The domain is pointing correctly to our server (Digital Ocean) and I can even open the site from a browser without errors, also an ssl check report no errors on this domain. The fact is that when I run the Go executable on server from CLI I get errors repeatedly.
- Automatic (acme/autocert) setup:
The server code is that, the certificate and the key are created when I look at the domain from a browser for the first time after the server start:
go func() {
log.Printf("Staring HTTP service on %s ...", ":80")
http.HandleFunc("/*", http.HandlerFunc(func (w http.ResponseWriter, r *http.Request) {
http.Redirect(w, r, "https://" + app.Cfg.S_HOST + ":443" + r.RequestURI, http.StatusMovedPermanently)
}))
if err := http.ListenAndServe(":80", nil); err != nil {
errs <- err
}
}()
log.Printf("Staring HTTPS service on %s ...", ":443")
http.HandleFunc("/hello", http.HandlerFunc(func (w http.ResponseWriter, r *http.Request) {
w.Header().Set("Content-Type", "text/plain")

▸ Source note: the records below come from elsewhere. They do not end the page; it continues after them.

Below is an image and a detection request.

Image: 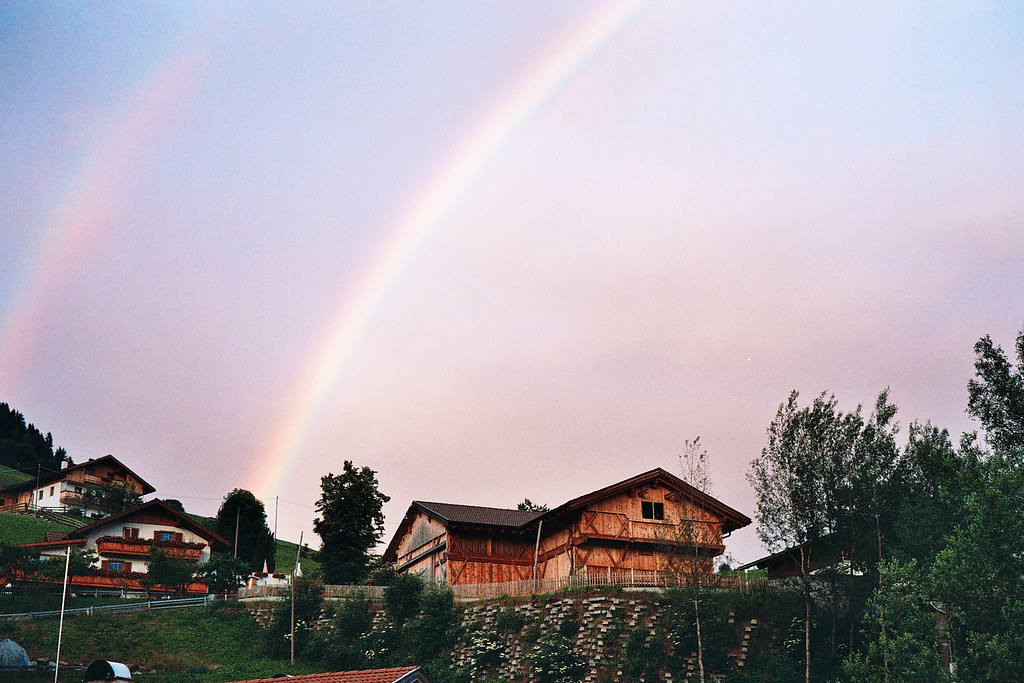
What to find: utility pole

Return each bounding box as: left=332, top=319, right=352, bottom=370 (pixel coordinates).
left=289, top=531, right=302, bottom=667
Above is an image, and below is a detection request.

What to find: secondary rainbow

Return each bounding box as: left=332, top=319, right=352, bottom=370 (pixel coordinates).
left=252, top=0, right=649, bottom=496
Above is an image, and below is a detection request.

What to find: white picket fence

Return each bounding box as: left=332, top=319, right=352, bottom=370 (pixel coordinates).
left=0, top=594, right=217, bottom=620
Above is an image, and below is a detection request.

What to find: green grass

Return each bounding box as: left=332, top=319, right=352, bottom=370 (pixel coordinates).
left=0, top=512, right=72, bottom=546
left=0, top=603, right=317, bottom=683
left=0, top=465, right=36, bottom=486
left=274, top=539, right=319, bottom=574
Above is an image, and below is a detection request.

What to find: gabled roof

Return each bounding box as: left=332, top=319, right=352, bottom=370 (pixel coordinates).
left=383, top=501, right=544, bottom=561
left=544, top=467, right=751, bottom=533
left=25, top=499, right=231, bottom=548
left=0, top=455, right=157, bottom=496
left=384, top=467, right=751, bottom=561
left=236, top=667, right=429, bottom=683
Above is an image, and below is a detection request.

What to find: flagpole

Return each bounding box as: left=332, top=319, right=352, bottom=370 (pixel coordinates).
left=290, top=531, right=302, bottom=663
left=53, top=546, right=71, bottom=683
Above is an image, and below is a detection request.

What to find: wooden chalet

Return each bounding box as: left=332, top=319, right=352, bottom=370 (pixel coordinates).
left=23, top=500, right=231, bottom=593
left=0, top=455, right=157, bottom=516
left=384, top=468, right=751, bottom=586
left=736, top=533, right=847, bottom=579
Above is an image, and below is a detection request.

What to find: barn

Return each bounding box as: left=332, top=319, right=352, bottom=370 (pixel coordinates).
left=384, top=468, right=751, bottom=586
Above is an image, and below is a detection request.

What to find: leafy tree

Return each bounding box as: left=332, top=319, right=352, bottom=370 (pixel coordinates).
left=967, top=331, right=1024, bottom=460
left=748, top=391, right=835, bottom=683
left=266, top=577, right=324, bottom=657
left=199, top=553, right=250, bottom=593
left=81, top=482, right=142, bottom=515
left=313, top=460, right=391, bottom=584
left=0, top=402, right=72, bottom=473
left=0, top=542, right=39, bottom=587
left=844, top=560, right=949, bottom=683
left=931, top=454, right=1024, bottom=683
left=215, top=488, right=276, bottom=571
left=145, top=548, right=196, bottom=594
left=406, top=584, right=462, bottom=661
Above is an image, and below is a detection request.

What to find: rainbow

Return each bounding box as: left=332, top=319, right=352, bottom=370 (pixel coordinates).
left=0, top=51, right=205, bottom=395
left=251, top=0, right=649, bottom=496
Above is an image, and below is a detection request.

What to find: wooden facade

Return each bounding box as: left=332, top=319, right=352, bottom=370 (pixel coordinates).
left=24, top=500, right=230, bottom=588
left=384, top=469, right=751, bottom=586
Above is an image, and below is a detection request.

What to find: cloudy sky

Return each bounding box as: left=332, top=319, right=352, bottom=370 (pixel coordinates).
left=0, top=0, right=1024, bottom=561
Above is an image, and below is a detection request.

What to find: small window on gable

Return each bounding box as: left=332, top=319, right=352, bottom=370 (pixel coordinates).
left=640, top=501, right=665, bottom=519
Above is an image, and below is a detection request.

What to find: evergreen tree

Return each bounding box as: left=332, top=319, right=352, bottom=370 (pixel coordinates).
left=214, top=488, right=276, bottom=571
left=313, top=460, right=391, bottom=584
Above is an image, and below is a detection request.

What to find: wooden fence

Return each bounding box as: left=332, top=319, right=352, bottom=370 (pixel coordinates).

w.Write([]byte("This is an example server.\n"))
}))
certManager := autocert.Manager{
Prompt: autocert.AcceptTOS,
HostPolicy: autocert.HostWhitelist(app.Cfg.S_HOST), //your domain here
Cache: autocert.DirCache("certs"), //folder for storing certificates
}
server := &http.Server{
Addr: ":443",
TLSConfig: &tls.Config{
ServerName: app.Cfg.S_HOST,
GetCertificate: certManager.GetCertificate,
},
}
if err := server.ListenAndServeTLS("", ""); err != nil {
print(err.Error())
} //key and cert are comming from Let's Encrypt
I get those errors:
http: TLS handshake error from (ip):59451: read tcp (myserver IP):443->(ip):59451: read: connection reset by peer
hello.ServerName empty:2017/04/01 17:14:38 http: TLS handshake error from (ip):58193: acme/autocert: missing server name
http: TLS handshake error from (ip):45822: acme/autocert: host not configured
http: TLS handshake error from (ip):58440: EOF
Then I tried also creating the certificate manually (succesfully) and simply using that code and I get errors again and again:
The server code is:
go func() {
log.Printf("Staring HTTP service on %s ...", ":80")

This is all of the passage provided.